Budapest, Hungary - Luncheon at the New York Cafe
Probably Budapest's best-known bistro-cafe, and almost unbearably touristy, the New York Cafe on the ground floor of the Boscolo Budapest Hotel has one of the most sumptious dining hall I'd ever seen, anywhere in the world!
If you don't mind camera-toting tourists snapping away at the impossibly lavish, gold-gilded and marble-clad interiors whilst you eat, the food here is actually not bad.
- Beef goulash soup with beans and home-made noodles: the portion was huge, but the waiter suggested that we split one order into two bowls. It was delicious, as were *all* soups I'd tried in Hungary the past week. The Hungarians are into strong flavours and almost every other dish I'd had thus far were very tasty indeed.

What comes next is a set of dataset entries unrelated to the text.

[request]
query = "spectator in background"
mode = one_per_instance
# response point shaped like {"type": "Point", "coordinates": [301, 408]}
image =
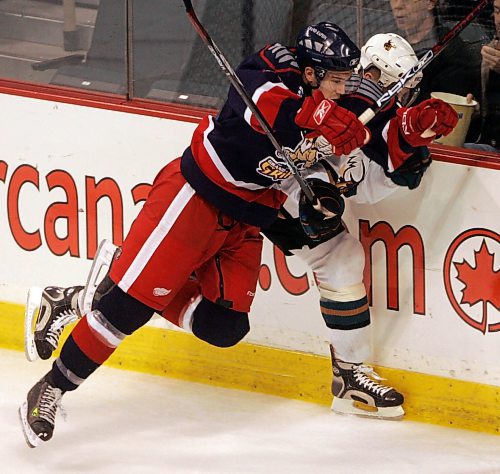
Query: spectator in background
{"type": "Point", "coordinates": [457, 69]}
{"type": "Point", "coordinates": [490, 88]}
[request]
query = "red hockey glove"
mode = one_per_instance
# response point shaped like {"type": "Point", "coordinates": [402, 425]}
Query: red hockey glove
{"type": "Point", "coordinates": [338, 125]}
{"type": "Point", "coordinates": [433, 114]}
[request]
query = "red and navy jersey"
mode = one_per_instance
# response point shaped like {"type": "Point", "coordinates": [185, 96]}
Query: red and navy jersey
{"type": "Point", "coordinates": [231, 163]}
{"type": "Point", "coordinates": [377, 149]}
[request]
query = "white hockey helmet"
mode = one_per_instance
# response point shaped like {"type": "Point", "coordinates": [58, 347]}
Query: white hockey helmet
{"type": "Point", "coordinates": [393, 56]}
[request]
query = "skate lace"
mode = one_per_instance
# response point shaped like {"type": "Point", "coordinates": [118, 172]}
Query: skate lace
{"type": "Point", "coordinates": [56, 328]}
{"type": "Point", "coordinates": [362, 375]}
{"type": "Point", "coordinates": [49, 403]}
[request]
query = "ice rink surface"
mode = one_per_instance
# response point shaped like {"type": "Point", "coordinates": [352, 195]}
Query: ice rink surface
{"type": "Point", "coordinates": [125, 422]}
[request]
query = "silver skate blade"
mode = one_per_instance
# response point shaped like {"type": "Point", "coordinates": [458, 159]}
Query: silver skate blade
{"type": "Point", "coordinates": [100, 266]}
{"type": "Point", "coordinates": [351, 407]}
{"type": "Point", "coordinates": [32, 440]}
{"type": "Point", "coordinates": [32, 309]}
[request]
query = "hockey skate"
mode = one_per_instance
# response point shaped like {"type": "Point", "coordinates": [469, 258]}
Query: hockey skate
{"type": "Point", "coordinates": [50, 310]}
{"type": "Point", "coordinates": [38, 412]}
{"type": "Point", "coordinates": [356, 391]}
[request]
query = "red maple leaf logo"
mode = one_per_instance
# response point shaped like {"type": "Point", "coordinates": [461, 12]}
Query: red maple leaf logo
{"type": "Point", "coordinates": [482, 282]}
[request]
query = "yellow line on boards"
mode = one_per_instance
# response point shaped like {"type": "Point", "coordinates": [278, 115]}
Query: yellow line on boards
{"type": "Point", "coordinates": [285, 373]}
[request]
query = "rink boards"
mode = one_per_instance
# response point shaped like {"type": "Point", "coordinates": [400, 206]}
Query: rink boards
{"type": "Point", "coordinates": [72, 175]}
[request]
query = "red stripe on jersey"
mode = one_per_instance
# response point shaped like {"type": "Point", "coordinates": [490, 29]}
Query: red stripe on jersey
{"type": "Point", "coordinates": [273, 66]}
{"type": "Point", "coordinates": [267, 196]}
{"type": "Point", "coordinates": [269, 104]}
{"type": "Point", "coordinates": [90, 343]}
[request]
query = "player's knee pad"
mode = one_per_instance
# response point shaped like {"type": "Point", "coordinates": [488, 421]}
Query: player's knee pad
{"type": "Point", "coordinates": [123, 311]}
{"type": "Point", "coordinates": [345, 308]}
{"type": "Point", "coordinates": [219, 326]}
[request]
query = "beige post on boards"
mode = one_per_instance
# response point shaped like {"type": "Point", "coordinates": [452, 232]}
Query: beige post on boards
{"type": "Point", "coordinates": [464, 110]}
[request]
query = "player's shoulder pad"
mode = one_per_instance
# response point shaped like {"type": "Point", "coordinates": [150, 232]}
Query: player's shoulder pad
{"type": "Point", "coordinates": [279, 58]}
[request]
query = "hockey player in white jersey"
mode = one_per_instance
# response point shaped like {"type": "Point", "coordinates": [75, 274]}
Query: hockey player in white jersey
{"type": "Point", "coordinates": [390, 160]}
{"type": "Point", "coordinates": [334, 255]}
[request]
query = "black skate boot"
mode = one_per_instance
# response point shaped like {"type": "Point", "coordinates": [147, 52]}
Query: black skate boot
{"type": "Point", "coordinates": [356, 391]}
{"type": "Point", "coordinates": [38, 412]}
{"type": "Point", "coordinates": [48, 312]}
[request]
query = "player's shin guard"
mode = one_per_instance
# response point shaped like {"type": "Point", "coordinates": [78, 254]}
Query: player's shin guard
{"type": "Point", "coordinates": [180, 310]}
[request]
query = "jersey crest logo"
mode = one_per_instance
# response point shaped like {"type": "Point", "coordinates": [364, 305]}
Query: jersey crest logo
{"type": "Point", "coordinates": [308, 152]}
{"type": "Point", "coordinates": [389, 45]}
{"type": "Point", "coordinates": [270, 168]}
{"type": "Point", "coordinates": [321, 111]}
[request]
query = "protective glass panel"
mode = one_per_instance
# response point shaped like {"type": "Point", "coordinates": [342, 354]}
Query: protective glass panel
{"type": "Point", "coordinates": [68, 43]}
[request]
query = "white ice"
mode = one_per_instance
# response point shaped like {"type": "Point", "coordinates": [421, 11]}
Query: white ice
{"type": "Point", "coordinates": [125, 422]}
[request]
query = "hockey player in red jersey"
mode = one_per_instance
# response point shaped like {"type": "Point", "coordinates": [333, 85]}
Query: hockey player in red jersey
{"type": "Point", "coordinates": [227, 183]}
{"type": "Point", "coordinates": [395, 157]}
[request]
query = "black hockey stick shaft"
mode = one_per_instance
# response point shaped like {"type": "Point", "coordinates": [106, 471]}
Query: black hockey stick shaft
{"type": "Point", "coordinates": [368, 114]}
{"type": "Point", "coordinates": [242, 92]}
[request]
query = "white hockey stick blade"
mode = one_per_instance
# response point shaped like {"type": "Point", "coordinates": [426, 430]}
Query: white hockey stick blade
{"type": "Point", "coordinates": [100, 266]}
{"type": "Point", "coordinates": [32, 309]}
{"type": "Point", "coordinates": [351, 407]}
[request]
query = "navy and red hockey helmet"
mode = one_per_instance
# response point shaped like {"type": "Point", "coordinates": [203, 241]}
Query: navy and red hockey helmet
{"type": "Point", "coordinates": [326, 47]}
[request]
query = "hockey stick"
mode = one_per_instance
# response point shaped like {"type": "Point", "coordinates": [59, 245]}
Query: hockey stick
{"type": "Point", "coordinates": [368, 114]}
{"type": "Point", "coordinates": [240, 89]}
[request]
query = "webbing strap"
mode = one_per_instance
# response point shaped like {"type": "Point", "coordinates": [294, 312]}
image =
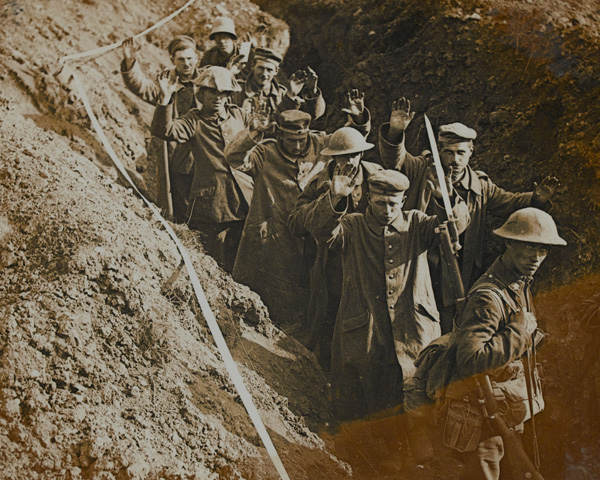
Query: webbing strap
{"type": "Point", "coordinates": [230, 364]}
{"type": "Point", "coordinates": [102, 50]}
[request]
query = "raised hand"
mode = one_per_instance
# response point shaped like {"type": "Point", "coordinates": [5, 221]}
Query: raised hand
{"type": "Point", "coordinates": [401, 115]}
{"type": "Point", "coordinates": [296, 83]}
{"type": "Point", "coordinates": [167, 82]}
{"type": "Point", "coordinates": [355, 103]}
{"type": "Point", "coordinates": [261, 118]}
{"type": "Point", "coordinates": [543, 192]}
{"type": "Point", "coordinates": [311, 81]}
{"type": "Point", "coordinates": [343, 181]}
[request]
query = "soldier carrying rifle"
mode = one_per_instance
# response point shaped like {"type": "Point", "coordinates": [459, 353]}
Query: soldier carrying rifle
{"type": "Point", "coordinates": [494, 342]}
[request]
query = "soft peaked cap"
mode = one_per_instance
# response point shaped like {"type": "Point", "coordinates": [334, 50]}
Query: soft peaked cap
{"type": "Point", "coordinates": [294, 122]}
{"type": "Point", "coordinates": [456, 133]}
{"type": "Point", "coordinates": [218, 78]}
{"type": "Point", "coordinates": [388, 182]}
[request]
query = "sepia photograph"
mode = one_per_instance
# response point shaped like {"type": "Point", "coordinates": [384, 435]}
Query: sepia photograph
{"type": "Point", "coordinates": [299, 240]}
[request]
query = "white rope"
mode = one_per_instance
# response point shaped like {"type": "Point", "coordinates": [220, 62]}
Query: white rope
{"type": "Point", "coordinates": [230, 364]}
{"type": "Point", "coordinates": [108, 48]}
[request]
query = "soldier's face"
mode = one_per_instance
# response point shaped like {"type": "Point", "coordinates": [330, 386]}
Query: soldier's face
{"type": "Point", "coordinates": [293, 144]}
{"type": "Point", "coordinates": [348, 160]}
{"type": "Point", "coordinates": [212, 100]}
{"type": "Point", "coordinates": [185, 61]}
{"type": "Point", "coordinates": [455, 158]}
{"type": "Point", "coordinates": [386, 208]}
{"type": "Point", "coordinates": [224, 43]}
{"type": "Point", "coordinates": [525, 257]}
{"type": "Point", "coordinates": [264, 72]}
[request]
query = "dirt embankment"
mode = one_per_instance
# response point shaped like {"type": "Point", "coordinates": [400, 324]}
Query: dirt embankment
{"type": "Point", "coordinates": [105, 373]}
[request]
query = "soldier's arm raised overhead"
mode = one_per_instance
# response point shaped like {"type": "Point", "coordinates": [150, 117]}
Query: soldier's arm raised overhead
{"type": "Point", "coordinates": [164, 126]}
{"type": "Point", "coordinates": [135, 79]}
{"type": "Point", "coordinates": [359, 116]}
{"type": "Point", "coordinates": [324, 220]}
{"type": "Point", "coordinates": [392, 136]}
{"type": "Point", "coordinates": [239, 153]}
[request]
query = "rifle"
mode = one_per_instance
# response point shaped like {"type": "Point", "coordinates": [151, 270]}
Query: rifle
{"type": "Point", "coordinates": [164, 199]}
{"type": "Point", "coordinates": [520, 463]}
{"type": "Point", "coordinates": [447, 234]}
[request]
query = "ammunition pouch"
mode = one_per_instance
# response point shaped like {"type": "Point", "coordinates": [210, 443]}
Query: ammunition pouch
{"type": "Point", "coordinates": [463, 425]}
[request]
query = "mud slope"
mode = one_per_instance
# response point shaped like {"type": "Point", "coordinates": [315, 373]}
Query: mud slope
{"type": "Point", "coordinates": [105, 375]}
{"type": "Point", "coordinates": [107, 371]}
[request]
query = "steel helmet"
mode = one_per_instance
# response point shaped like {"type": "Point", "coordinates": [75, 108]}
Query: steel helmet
{"type": "Point", "coordinates": [530, 225]}
{"type": "Point", "coordinates": [217, 78]}
{"type": "Point", "coordinates": [223, 25]}
{"type": "Point", "coordinates": [346, 140]}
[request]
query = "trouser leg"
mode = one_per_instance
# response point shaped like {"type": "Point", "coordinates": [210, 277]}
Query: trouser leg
{"type": "Point", "coordinates": [484, 462]}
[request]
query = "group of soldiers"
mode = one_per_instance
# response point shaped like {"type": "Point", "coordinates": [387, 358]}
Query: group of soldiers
{"type": "Point", "coordinates": [344, 252]}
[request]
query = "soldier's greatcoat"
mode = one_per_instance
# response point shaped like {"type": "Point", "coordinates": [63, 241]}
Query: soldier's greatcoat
{"type": "Point", "coordinates": [271, 259]}
{"type": "Point", "coordinates": [326, 272]}
{"type": "Point", "coordinates": [387, 312]}
{"type": "Point", "coordinates": [180, 156]}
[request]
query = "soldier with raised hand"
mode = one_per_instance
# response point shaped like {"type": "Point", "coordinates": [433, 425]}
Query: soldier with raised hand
{"type": "Point", "coordinates": [456, 145]}
{"type": "Point", "coordinates": [302, 92]}
{"type": "Point", "coordinates": [387, 312]}
{"type": "Point", "coordinates": [225, 48]}
{"type": "Point", "coordinates": [218, 206]}
{"type": "Point", "coordinates": [271, 259]}
{"type": "Point", "coordinates": [182, 50]}
{"type": "Point", "coordinates": [497, 335]}
{"type": "Point", "coordinates": [346, 148]}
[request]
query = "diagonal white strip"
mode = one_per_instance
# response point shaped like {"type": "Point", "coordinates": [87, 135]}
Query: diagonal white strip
{"type": "Point", "coordinates": [230, 364]}
{"type": "Point", "coordinates": [108, 48]}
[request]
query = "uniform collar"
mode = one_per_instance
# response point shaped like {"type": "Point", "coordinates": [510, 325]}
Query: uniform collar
{"type": "Point", "coordinates": [218, 119]}
{"type": "Point", "coordinates": [470, 181]}
{"type": "Point", "coordinates": [272, 90]}
{"type": "Point", "coordinates": [398, 225]}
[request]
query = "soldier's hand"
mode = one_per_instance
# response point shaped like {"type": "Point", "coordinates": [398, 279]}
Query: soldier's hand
{"type": "Point", "coordinates": [526, 320]}
{"type": "Point", "coordinates": [343, 182]}
{"type": "Point", "coordinates": [129, 49]}
{"type": "Point", "coordinates": [167, 82]}
{"type": "Point", "coordinates": [261, 118]}
{"type": "Point", "coordinates": [311, 81]}
{"type": "Point", "coordinates": [296, 83]}
{"type": "Point", "coordinates": [544, 191]}
{"type": "Point", "coordinates": [236, 64]}
{"type": "Point", "coordinates": [355, 103]}
{"type": "Point", "coordinates": [401, 116]}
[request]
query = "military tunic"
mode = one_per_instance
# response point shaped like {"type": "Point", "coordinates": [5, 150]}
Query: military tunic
{"type": "Point", "coordinates": [215, 196]}
{"type": "Point", "coordinates": [489, 341]}
{"type": "Point", "coordinates": [180, 157]}
{"type": "Point", "coordinates": [271, 259]}
{"type": "Point", "coordinates": [326, 272]}
{"type": "Point", "coordinates": [479, 192]}
{"type": "Point", "coordinates": [387, 312]}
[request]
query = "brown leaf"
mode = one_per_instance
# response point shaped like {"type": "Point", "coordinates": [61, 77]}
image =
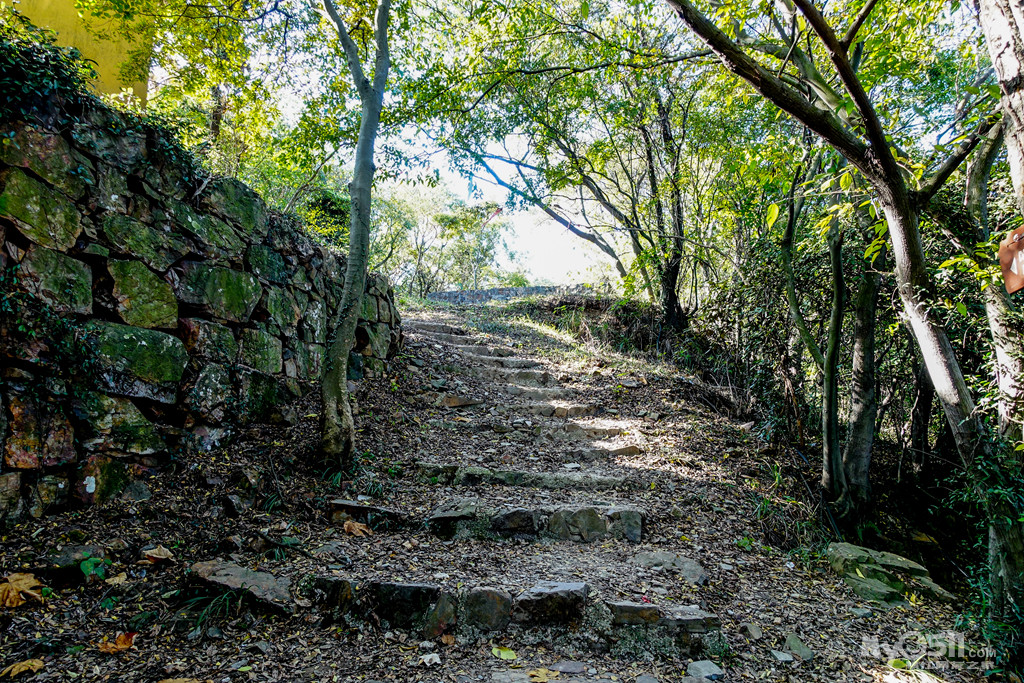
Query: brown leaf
{"type": "Point", "coordinates": [17, 590]}
{"type": "Point", "coordinates": [156, 555]}
{"type": "Point", "coordinates": [123, 642]}
{"type": "Point", "coordinates": [355, 528]}
{"type": "Point", "coordinates": [22, 667]}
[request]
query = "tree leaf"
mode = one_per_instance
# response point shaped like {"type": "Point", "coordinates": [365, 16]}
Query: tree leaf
{"type": "Point", "coordinates": [123, 642]}
{"type": "Point", "coordinates": [355, 528]}
{"type": "Point", "coordinates": [17, 590]}
{"type": "Point", "coordinates": [22, 667]}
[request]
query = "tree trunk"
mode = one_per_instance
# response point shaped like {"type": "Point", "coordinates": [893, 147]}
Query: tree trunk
{"type": "Point", "coordinates": [338, 428]}
{"type": "Point", "coordinates": [1003, 23]}
{"type": "Point", "coordinates": [833, 476]}
{"type": "Point", "coordinates": [857, 455]}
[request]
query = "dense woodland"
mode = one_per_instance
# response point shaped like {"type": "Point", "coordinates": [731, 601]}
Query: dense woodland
{"type": "Point", "coordinates": [804, 201]}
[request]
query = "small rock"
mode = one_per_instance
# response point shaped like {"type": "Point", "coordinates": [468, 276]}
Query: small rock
{"type": "Point", "coordinates": [797, 646]}
{"type": "Point", "coordinates": [705, 669]}
{"type": "Point", "coordinates": [752, 631]}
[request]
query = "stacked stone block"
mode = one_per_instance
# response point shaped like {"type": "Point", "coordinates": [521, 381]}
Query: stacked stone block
{"type": "Point", "coordinates": [146, 308]}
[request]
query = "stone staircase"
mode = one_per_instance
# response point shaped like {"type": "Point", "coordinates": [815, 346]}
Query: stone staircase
{"type": "Point", "coordinates": [521, 525]}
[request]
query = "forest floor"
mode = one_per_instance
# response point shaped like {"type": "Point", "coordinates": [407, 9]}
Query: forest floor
{"type": "Point", "coordinates": [590, 426]}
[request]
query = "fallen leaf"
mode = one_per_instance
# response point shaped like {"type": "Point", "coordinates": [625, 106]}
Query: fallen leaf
{"type": "Point", "coordinates": [156, 555]}
{"type": "Point", "coordinates": [355, 528]}
{"type": "Point", "coordinates": [22, 667]}
{"type": "Point", "coordinates": [117, 581]}
{"type": "Point", "coordinates": [17, 589]}
{"type": "Point", "coordinates": [503, 652]}
{"type": "Point", "coordinates": [428, 660]}
{"type": "Point", "coordinates": [123, 642]}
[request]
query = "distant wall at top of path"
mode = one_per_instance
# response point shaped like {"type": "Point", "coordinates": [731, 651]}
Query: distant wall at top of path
{"type": "Point", "coordinates": [506, 293]}
{"type": "Point", "coordinates": [145, 308]}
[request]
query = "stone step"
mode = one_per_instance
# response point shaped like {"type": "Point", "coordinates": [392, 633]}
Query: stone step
{"type": "Point", "coordinates": [450, 474]}
{"type": "Point", "coordinates": [471, 517]}
{"type": "Point", "coordinates": [504, 375]}
{"type": "Point", "coordinates": [556, 410]}
{"type": "Point", "coordinates": [502, 361]}
{"type": "Point", "coordinates": [629, 630]}
{"type": "Point", "coordinates": [539, 393]}
{"type": "Point", "coordinates": [433, 328]}
{"type": "Point", "coordinates": [481, 348]}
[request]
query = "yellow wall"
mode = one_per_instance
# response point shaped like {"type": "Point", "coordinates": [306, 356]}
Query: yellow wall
{"type": "Point", "coordinates": [61, 16]}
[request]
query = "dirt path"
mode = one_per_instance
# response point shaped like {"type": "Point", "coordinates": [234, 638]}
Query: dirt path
{"type": "Point", "coordinates": [591, 516]}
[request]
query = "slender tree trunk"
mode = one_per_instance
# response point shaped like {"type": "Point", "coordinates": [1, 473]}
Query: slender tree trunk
{"type": "Point", "coordinates": [860, 440]}
{"type": "Point", "coordinates": [921, 416]}
{"type": "Point", "coordinates": [1003, 23]}
{"type": "Point", "coordinates": [338, 427]}
{"type": "Point", "coordinates": [833, 475]}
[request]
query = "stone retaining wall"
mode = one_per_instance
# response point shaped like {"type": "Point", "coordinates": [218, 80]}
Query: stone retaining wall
{"type": "Point", "coordinates": [506, 293]}
{"type": "Point", "coordinates": [144, 308]}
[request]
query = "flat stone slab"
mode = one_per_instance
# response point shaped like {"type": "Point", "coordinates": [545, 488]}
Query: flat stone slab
{"type": "Point", "coordinates": [263, 587]}
{"type": "Point", "coordinates": [552, 602]}
{"type": "Point", "coordinates": [343, 509]}
{"type": "Point", "coordinates": [585, 523]}
{"type": "Point", "coordinates": [689, 569]}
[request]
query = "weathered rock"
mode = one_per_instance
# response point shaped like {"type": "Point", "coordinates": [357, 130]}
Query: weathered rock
{"type": "Point", "coordinates": [50, 491]}
{"type": "Point", "coordinates": [10, 495]}
{"type": "Point", "coordinates": [689, 620]}
{"type": "Point", "coordinates": [454, 400]}
{"type": "Point", "coordinates": [797, 646]}
{"type": "Point", "coordinates": [259, 394]}
{"type": "Point", "coordinates": [266, 264]}
{"type": "Point", "coordinates": [40, 434]}
{"type": "Point", "coordinates": [752, 631]}
{"type": "Point", "coordinates": [440, 617]}
{"type": "Point", "coordinates": [584, 524]}
{"type": "Point", "coordinates": [283, 309]}
{"type": "Point", "coordinates": [625, 522]}
{"type": "Point", "coordinates": [871, 589]}
{"type": "Point", "coordinates": [689, 569]}
{"type": "Point", "coordinates": [136, 361]}
{"type": "Point", "coordinates": [216, 239]}
{"type": "Point", "coordinates": [143, 299]}
{"type": "Point", "coordinates": [235, 202]}
{"type": "Point", "coordinates": [705, 670]}
{"type": "Point", "coordinates": [210, 394]}
{"type": "Point", "coordinates": [261, 351]}
{"type": "Point", "coordinates": [42, 215]}
{"type": "Point", "coordinates": [99, 479]}
{"type": "Point", "coordinates": [209, 340]}
{"type": "Point", "coordinates": [444, 521]}
{"type": "Point", "coordinates": [516, 521]}
{"type": "Point", "coordinates": [264, 588]}
{"type": "Point", "coordinates": [633, 612]}
{"type": "Point", "coordinates": [60, 281]}
{"type": "Point", "coordinates": [372, 515]}
{"type": "Point", "coordinates": [70, 557]}
{"type": "Point", "coordinates": [402, 605]}
{"type": "Point", "coordinates": [111, 423]}
{"type": "Point", "coordinates": [222, 293]}
{"type": "Point", "coordinates": [158, 249]}
{"type": "Point", "coordinates": [48, 156]}
{"type": "Point", "coordinates": [552, 602]}
{"type": "Point", "coordinates": [486, 608]}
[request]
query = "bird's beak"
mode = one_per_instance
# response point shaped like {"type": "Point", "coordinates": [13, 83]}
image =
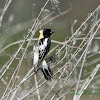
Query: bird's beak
{"type": "Point", "coordinates": [52, 31]}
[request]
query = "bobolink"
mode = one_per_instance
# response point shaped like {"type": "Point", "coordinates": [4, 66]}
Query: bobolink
{"type": "Point", "coordinates": [41, 50]}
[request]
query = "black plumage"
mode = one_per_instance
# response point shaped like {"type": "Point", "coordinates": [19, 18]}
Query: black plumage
{"type": "Point", "coordinates": [41, 51]}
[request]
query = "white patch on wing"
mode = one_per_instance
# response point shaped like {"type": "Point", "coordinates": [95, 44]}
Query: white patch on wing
{"type": "Point", "coordinates": [36, 55]}
{"type": "Point", "coordinates": [42, 46]}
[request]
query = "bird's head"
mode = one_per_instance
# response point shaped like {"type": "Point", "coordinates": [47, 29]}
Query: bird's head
{"type": "Point", "coordinates": [46, 32]}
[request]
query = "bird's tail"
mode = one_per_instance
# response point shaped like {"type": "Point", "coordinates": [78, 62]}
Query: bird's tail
{"type": "Point", "coordinates": [48, 73]}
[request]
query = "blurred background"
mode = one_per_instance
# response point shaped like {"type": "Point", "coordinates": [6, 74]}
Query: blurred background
{"type": "Point", "coordinates": [21, 15]}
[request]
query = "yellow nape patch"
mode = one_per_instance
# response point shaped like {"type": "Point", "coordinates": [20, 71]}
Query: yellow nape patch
{"type": "Point", "coordinates": [41, 34]}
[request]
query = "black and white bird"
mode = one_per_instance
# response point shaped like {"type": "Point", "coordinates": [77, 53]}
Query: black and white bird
{"type": "Point", "coordinates": [41, 50]}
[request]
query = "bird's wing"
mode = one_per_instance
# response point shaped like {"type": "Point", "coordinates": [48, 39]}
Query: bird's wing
{"type": "Point", "coordinates": [44, 46]}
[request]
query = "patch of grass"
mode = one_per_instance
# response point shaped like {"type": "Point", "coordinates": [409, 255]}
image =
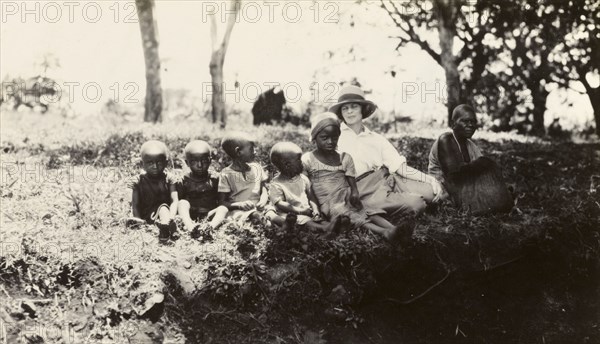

- Roasted pig's trotter with grilled onion-liver ragout, and home-pickled salad: the trotter skin was not crackling-crisp as I'd expected, but the ragout was rich and full-bodied, with generous slivers of pig's liver. The salad was a mild Hungarian take on the sauerkraut.
- Beef-steak with pureed parsnip, warm beetroot and rucola salad: perfectly-timed and very well-executed cooking.
We skipped the desserts - still haven't gotten used to the huge local portions yet.
New York Café
The Boscolo Budapest Hotel
Erzsébet körút 9-11
Tel: +36 1 886 6111
The more I look at the decor, the more it reminds me of 'Le Train Bleu' in Paris.
Was the sauce to go with the steak a wine reduction of some sort?
Love the color of the Goulash Soup. Strange, but it reminds me of Russian Borscht in old school Hong Kong western restaurants like Tai Ping Koon, Chantecler or Cherikoff?!!!
re: Charles Yu
The sauce did taste like a red wine reduction, but sticky, unctuous and enriched by pig's liver.
As for the goulash soups I'd tried all over Hungary, I must say that the Magyars are masters of great tasting soups - I've *yet* to come across a single dish here which one can describe as "bland", whereas you do encounter less-than-satisfactory dishes in Paris more often than not these days (not the Michelin-rated ones, of course).